Фробишер кивнул и провел рукой по подбородку, а потом явно удивился, обнаружив, что его бокал шерри еще наполовину полон. Взяв его и задумчиво осмотрев, он одним глотком покончил с напитком и поднялся из-за стола, словно выступал на собрании.
— Я приехал в Кент с намерением вложить средства в бумажное производство. Фабрика «Мажестик» хороша, они делают превосходную бумагу, много рабочих…
— Превосходная бумага ценой болезней и смерти, — перебила Гилберта Матушка Ласвелл. — Это сделка с дьяволом.
— Да, мэм. Я этого не отрицаю. Но что, если избавиться от болезней и смертей? Что, если мы укажем дьяволу на дверь? Я готов предложить Тауноверу значительную сумму, но с непременным условием, что мои средства пойдут на удовлетворение требований «Друзей реки Медуэй», чтобы сделать фабрику, что называется, цивилизованной. Ему не придется потратить ни пенни из собственного кармана. Гилберт Фробишер возьмет на себя все расходы, но газеты провозгласят Чарлза Тауновера героем, и его дела пойдут в гору. Фабрика станет примером всему миру. Что скажете, профессор? Это возможно?

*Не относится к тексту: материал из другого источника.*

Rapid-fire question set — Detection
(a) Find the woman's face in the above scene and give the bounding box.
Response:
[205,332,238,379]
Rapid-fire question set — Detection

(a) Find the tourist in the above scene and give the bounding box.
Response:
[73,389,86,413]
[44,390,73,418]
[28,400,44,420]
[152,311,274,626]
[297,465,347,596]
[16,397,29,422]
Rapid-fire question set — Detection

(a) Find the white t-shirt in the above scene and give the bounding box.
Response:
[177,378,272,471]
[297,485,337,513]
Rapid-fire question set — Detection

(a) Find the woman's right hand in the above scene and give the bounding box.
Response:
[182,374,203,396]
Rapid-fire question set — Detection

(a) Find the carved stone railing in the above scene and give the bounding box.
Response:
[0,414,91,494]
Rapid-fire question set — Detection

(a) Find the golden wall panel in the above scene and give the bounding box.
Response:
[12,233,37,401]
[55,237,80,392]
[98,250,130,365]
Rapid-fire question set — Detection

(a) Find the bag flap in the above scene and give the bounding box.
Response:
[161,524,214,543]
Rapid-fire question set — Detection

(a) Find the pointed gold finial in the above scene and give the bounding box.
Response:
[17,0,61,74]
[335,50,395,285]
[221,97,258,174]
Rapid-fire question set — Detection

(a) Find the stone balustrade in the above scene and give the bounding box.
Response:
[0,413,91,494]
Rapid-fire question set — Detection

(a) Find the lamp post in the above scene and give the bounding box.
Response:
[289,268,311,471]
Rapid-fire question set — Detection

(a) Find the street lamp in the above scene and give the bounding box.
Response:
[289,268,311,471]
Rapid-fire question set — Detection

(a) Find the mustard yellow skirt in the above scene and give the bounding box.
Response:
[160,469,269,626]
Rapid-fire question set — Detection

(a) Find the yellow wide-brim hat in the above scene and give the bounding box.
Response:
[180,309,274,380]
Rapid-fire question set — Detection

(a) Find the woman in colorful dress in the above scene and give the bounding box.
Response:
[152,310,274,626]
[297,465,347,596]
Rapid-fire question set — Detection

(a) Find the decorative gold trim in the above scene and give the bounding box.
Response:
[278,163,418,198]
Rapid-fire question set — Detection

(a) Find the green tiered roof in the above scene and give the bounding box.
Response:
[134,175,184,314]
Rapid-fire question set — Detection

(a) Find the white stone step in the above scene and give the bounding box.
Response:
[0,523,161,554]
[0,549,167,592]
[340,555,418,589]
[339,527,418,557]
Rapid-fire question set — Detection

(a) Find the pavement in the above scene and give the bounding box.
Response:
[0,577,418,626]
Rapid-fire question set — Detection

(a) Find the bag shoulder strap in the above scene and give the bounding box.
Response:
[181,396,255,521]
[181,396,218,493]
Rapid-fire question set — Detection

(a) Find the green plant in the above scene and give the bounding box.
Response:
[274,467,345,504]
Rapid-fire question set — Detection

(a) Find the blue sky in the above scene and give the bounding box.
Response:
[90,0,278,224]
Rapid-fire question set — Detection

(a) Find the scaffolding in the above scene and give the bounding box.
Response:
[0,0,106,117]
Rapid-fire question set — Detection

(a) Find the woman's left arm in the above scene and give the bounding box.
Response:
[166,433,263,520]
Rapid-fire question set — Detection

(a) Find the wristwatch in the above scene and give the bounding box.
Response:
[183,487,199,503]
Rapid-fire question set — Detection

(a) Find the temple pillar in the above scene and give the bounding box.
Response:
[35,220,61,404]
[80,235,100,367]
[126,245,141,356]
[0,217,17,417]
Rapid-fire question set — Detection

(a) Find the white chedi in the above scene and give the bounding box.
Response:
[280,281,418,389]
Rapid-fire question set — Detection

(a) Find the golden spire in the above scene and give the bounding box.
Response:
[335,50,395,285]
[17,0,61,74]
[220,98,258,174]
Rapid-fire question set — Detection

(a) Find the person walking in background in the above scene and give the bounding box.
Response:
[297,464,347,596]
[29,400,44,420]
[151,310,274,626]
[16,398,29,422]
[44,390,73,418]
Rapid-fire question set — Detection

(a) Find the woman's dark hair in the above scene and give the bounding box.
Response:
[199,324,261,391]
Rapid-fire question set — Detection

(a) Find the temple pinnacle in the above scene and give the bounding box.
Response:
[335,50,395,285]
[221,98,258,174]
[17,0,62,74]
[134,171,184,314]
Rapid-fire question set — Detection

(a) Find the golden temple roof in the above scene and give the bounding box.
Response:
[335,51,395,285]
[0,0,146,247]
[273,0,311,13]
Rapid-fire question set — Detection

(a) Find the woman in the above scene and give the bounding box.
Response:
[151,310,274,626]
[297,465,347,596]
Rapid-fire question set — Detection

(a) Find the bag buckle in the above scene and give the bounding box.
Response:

— Думаю, да — при достаточных затратах. Можно достичь очень многого простым осаждением, если отвести стоки на подходящее поле. Придется проконсультироваться с теми, кто понимает в таких вещах.
— Тогда нужно браться за дело, не откладывая, я считаю, — сказала Матушка Ласвелл, — а то Медуэй погибнет окончательно, как Лазарь, и нам останется лишь молиться.
— Что же, раз так, то возьмемся всеми силами, — Фробишер протянул руку к бутылке с шерри. — Тауновер поймет мои доводы. Фабрика станет другой, понимаете, и он сам тоже переменится, когда поймет свою выгоду. Он же деловой человек, в конце концов.
Кловер подслушивала, беззвучно стоя в коридоре, стараясь запомнить все детали разговора. Ей хотелось бы видеть, кто что говорит, но рисковать, заглядывая в дверной проем, не стоило. У нее за спиной послышался какой-то звук — шуршание юбки? Ощутив чье-то присутствие, девушка обернулась и окинула взглядом полутемный коридор. Футах в десяти от нее стояла молодая женщина, примерно ее ровесница: слепая, она смотрела перед собой невидящими молочно-белыми глазами. Она не из-давала ни звука, и Кловер показалось, что она могла стоять там уже довольно долго.
Кловер отвернулась от нее и решительно шагнула в гостиную. Толстяк, который, похоже, только что закончил свою речь, покосился на нее, и она постаралась одарить его самой очаровательной улыбкой.
— Не хотела вам мешать, — сказала Кловер. — Парадная дверь открыта, и дети сказали, чтобы я шла в дом. Я подруга Дейзи Дампел, «бумажная кукла» с фабрики. Мы с Дейзи жили в одном номере в «Чекерс». Я пришла к Матушке Ласвелл.
— Я Матушка Ласвелл, — сказала полная женщина в домашнем платье. Кловер это знала и без нее из принесенной листовки, где было несколько изображений Матушки. Рядом с ней сидел помятый мужчина с всклокоченной шевелюрой, напомнивший ей недокормленную дворнягу. Он смотрел на Кловер с подозрением. «С такими одни неприятности, — подумала она, — видно, на роду написано». В темноволосой женщине Кловер узнала Элис Сент-Ив: ее портрет тоже был на листовке.